Gangguan separatisme di Papua masih belum luluh.
Beberapa tahun sejak Irian Barat—kemudian berubah nama menjadi Papua—bergabung
ke pangkuan Ibu Pertiwi melalui pemungutan suara rakyat tahun 1962, gerakan OPM
(Organisasi Papua Merdeka) tetap menggerogoti Negara Kesatuan Republik
Indonesia (NKRI).
Sejumlah teror dilakukan oleh OPM—terutama di
pusat kegiatan yang infonya mudah diakses ke seluruh dunia, seperti kegiatan
penambangan emas dan tembaga di Freeport—berulang kali dilakukan. Tercatat,
tiga tahun berturut-turut, 2009, 2010, 2011, para pekerja di Freeport ditembaki,
bahkan beberapa warga Amerika Serikat menjadi korban dan beberapa obyek vital
dibakar. Hal ini berlanjut di tahun 2012.
Sebenarnya, penyadaran terhadap OPM—hampir
semuanya generasi muda yang tidak memahami sejarah perjuangan orang tua mereka
di masa penjajahan Belanda–berkali-kali dilakukan pemerintah. Imbauan agar
mereka kembali ke Ibu Pertiwi, dan bukan dengan hidup di hutan tanpa masa depan
yang jelas, tidak pernah ditanggapi serius.
Separatis OPM tetap menyulutkan pergolakan,
mengadu domba, menyatakan permusuhan, khususnya dilakukan di sekitar wilayah
Jayapura. Buntutnya, aparat sering terpancing provokasi. Prosedur menghadapi
masyarakat sipil pun dilanggar. Akibatnya, kekerasan yang dilakukan aparat itu
tetap merupakan sebuah pelanggaran hak-hak asasi manusia.
Kelompok separatis OPM marak melakukan
aksi-aksi teror dan kekerasan bersenjata dengan menyerang aparat dan kelompok
masyarakat Papua yang tidak mendukung mereka (selain aksi pengibaran bendera
secara sporadis yang rutin mereka lakukan). Tecatat, teror dan aksi kekerasan terjadi seperti ditemukannya bom rakitan di Muara Tami, perbatasan RI-Papua Nugini
dan di sekitar Polsek Abepura, Jayapura. Juga ada penyerangan warga sipil di
Waena, Abepura. Juga penikaman warga sipil di Kota
Wamena, Jayawijaya. Pembakaran Depot
Pertamina di Kota Biak, serta pembakaran Gedung Rektorat Universitas
Cenderawasih di Abepura, penyerangan terhadap aparat keamanan dan berbagai tindak
kriminal lainnya.
Secara militer, memang separatis Papua tidak
memiliki kekuatan yang berarti. Hanya tinggal sekelompok kecil di daerah
pedalaman. Sebagian besar warga Papua sebenarnya tidak tahu apa-apa, dan telah
dipengaruhi serta dimanfaatkan oleh pihak asing untuk kepentingan mereka.

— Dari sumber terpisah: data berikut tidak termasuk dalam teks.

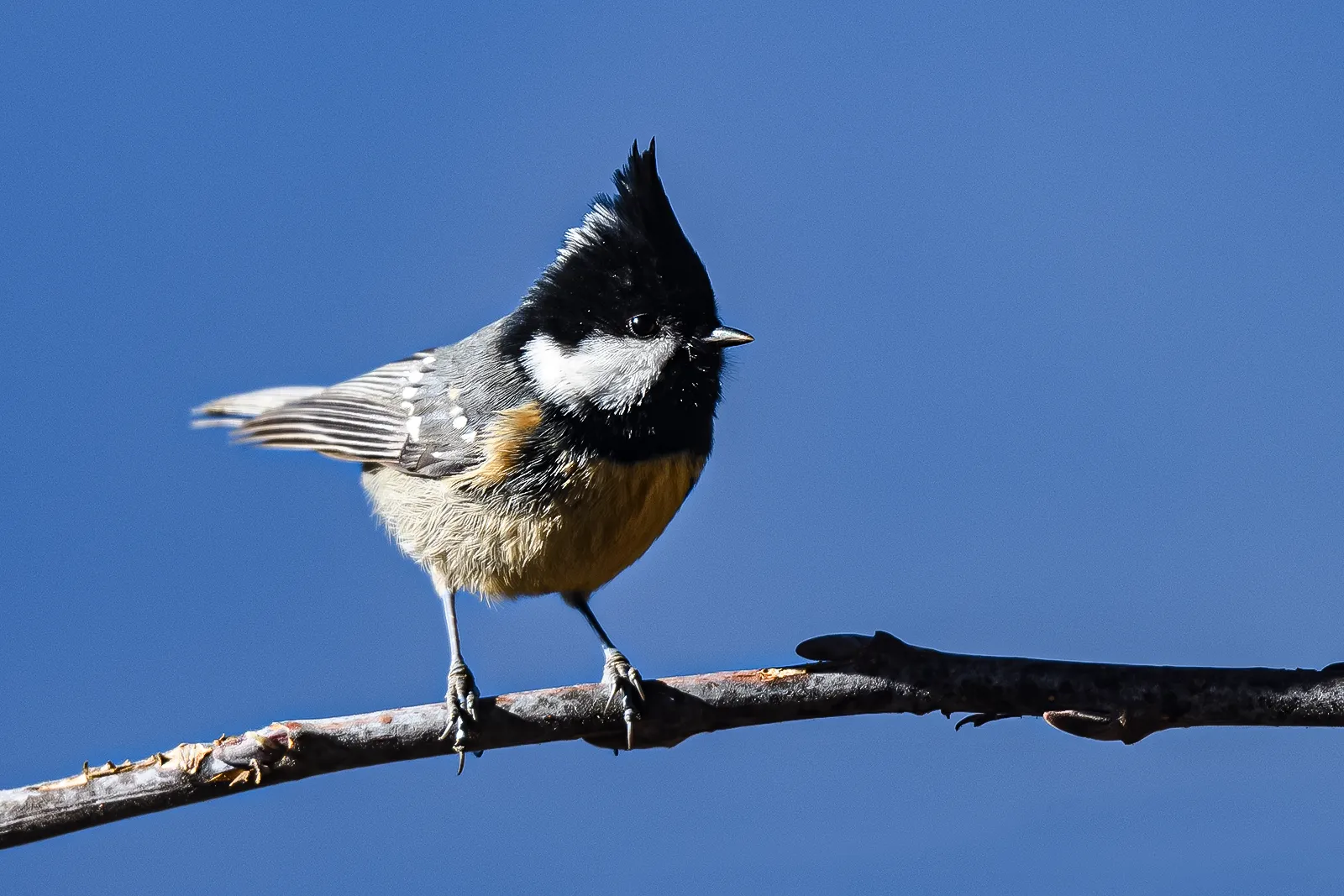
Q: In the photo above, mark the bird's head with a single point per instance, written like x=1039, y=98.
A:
x=622, y=329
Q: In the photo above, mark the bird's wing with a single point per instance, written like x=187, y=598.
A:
x=407, y=414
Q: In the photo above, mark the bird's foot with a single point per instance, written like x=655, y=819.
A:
x=461, y=710
x=625, y=683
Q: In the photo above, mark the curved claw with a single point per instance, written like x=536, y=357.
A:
x=625, y=683
x=460, y=701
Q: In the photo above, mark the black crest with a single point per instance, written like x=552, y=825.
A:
x=629, y=257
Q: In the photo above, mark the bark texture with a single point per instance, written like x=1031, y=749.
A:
x=848, y=674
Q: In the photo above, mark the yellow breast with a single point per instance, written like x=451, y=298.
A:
x=604, y=521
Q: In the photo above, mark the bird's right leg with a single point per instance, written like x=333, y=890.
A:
x=461, y=687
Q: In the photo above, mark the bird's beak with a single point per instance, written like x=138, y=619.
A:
x=726, y=338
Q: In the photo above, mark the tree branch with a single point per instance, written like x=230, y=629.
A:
x=851, y=674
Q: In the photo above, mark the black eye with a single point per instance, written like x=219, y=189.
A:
x=642, y=325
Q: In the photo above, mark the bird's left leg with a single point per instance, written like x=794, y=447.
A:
x=616, y=671
x=461, y=687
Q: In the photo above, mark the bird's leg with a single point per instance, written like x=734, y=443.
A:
x=616, y=671
x=461, y=687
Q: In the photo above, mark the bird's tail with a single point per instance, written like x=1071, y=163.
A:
x=233, y=410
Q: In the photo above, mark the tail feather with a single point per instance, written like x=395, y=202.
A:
x=233, y=410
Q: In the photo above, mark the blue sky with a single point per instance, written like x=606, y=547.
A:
x=1048, y=363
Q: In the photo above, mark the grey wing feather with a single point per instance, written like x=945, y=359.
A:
x=403, y=414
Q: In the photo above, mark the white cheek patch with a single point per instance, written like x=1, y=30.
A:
x=613, y=372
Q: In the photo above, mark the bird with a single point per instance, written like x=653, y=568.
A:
x=546, y=452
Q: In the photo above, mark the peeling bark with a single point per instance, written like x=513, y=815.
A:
x=850, y=674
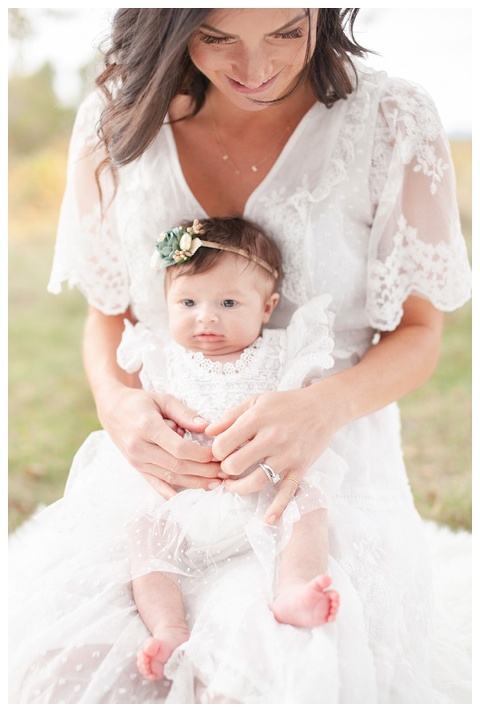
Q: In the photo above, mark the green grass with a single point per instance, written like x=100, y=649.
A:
x=50, y=407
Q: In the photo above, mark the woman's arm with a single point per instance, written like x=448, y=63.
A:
x=291, y=429
x=135, y=419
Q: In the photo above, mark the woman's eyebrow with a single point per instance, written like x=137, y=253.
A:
x=205, y=26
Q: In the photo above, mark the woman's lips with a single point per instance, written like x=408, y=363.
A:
x=242, y=89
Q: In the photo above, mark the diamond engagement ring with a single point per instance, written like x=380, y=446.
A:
x=271, y=474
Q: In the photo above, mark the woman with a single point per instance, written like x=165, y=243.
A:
x=269, y=114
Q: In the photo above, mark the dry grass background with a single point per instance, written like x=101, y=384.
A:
x=51, y=410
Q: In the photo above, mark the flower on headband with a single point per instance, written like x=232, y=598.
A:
x=177, y=245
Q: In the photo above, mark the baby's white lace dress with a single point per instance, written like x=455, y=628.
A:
x=196, y=530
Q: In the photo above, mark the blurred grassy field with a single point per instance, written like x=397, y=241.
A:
x=51, y=410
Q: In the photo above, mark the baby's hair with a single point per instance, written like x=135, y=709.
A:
x=232, y=232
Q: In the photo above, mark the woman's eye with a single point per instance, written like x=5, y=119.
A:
x=211, y=39
x=292, y=35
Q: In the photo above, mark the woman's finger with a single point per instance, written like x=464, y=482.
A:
x=286, y=492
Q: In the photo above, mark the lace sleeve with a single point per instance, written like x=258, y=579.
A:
x=309, y=344
x=416, y=245
x=88, y=254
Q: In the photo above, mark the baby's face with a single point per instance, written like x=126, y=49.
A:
x=220, y=312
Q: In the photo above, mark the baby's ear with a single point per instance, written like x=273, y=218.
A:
x=270, y=305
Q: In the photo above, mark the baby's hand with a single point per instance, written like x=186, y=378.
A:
x=173, y=426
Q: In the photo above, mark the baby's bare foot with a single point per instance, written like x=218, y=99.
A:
x=307, y=604
x=157, y=650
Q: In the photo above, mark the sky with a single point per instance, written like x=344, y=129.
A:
x=430, y=46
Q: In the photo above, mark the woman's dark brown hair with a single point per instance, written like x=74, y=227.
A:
x=147, y=64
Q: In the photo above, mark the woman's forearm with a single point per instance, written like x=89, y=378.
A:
x=102, y=335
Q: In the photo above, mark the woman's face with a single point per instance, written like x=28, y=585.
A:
x=253, y=54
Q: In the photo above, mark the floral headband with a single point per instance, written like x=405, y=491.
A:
x=178, y=245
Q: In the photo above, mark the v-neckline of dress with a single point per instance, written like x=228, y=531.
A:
x=286, y=150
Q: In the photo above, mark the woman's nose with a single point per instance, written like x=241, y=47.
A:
x=252, y=66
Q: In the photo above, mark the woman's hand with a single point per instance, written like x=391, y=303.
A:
x=148, y=428
x=285, y=430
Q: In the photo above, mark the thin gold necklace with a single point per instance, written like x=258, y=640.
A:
x=254, y=167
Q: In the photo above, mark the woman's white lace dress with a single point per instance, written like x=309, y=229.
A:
x=362, y=204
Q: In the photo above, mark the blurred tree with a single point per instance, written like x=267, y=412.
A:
x=35, y=115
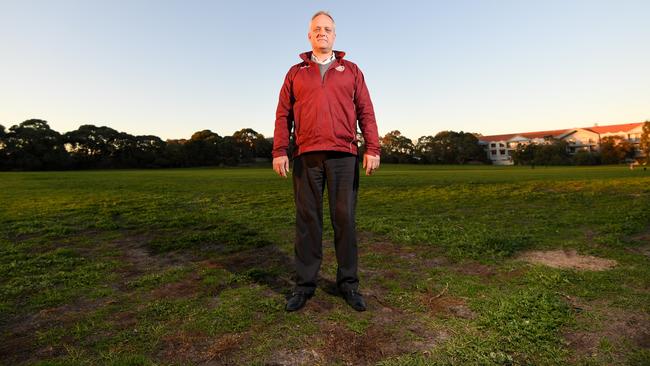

Namun tetap saja rentetan insiden kekerasan yang
‘bukan lagi diduga’ (karena beberapa kasus sebelumnya sudah terbuktikan secara
hukum) dilakukan kelompok separatis bersenjata tersebut (sebut OPM), sangat
berpengaruh terhadap kenyamanan hidup masyarakat – khususnya warga pendatang - sekaligus
mengganggu jalannya roda pemerintahan dan proses percepatan pembangunan yang
terus diupayakan pemerintah.
Pemerintah pusat telah mengucurkan dana
trilyunan rupiah berkaitan dengan otonomi khusus kepada masyarakat Papua, namun tidak dikelola secara baik. Juga tidak
dirasakan langsung oleh masyarakat Papua. Faktanya, banyak aparat daerah yang jadi kaya
dan bahkan memiliki harta di beberapa daerah.
Kondisi ini tentunya tidak baik untuk
pembangunan daerah Papua sendiri. Bila
dilihat dari kucuran dana yang diterima oleh Papua dari Pusat, sebenarnya
masyarakat Papua bisa hidup sejahtera, namun kenyataannya, besarnya dana yang
ada tidak termanfaatkan untuk kesejahteraan masyarakat.
Rakyat Papua sebenarnya menginginkan kehidupan
yang lebih baik, bukan harus lepas dari NKRI.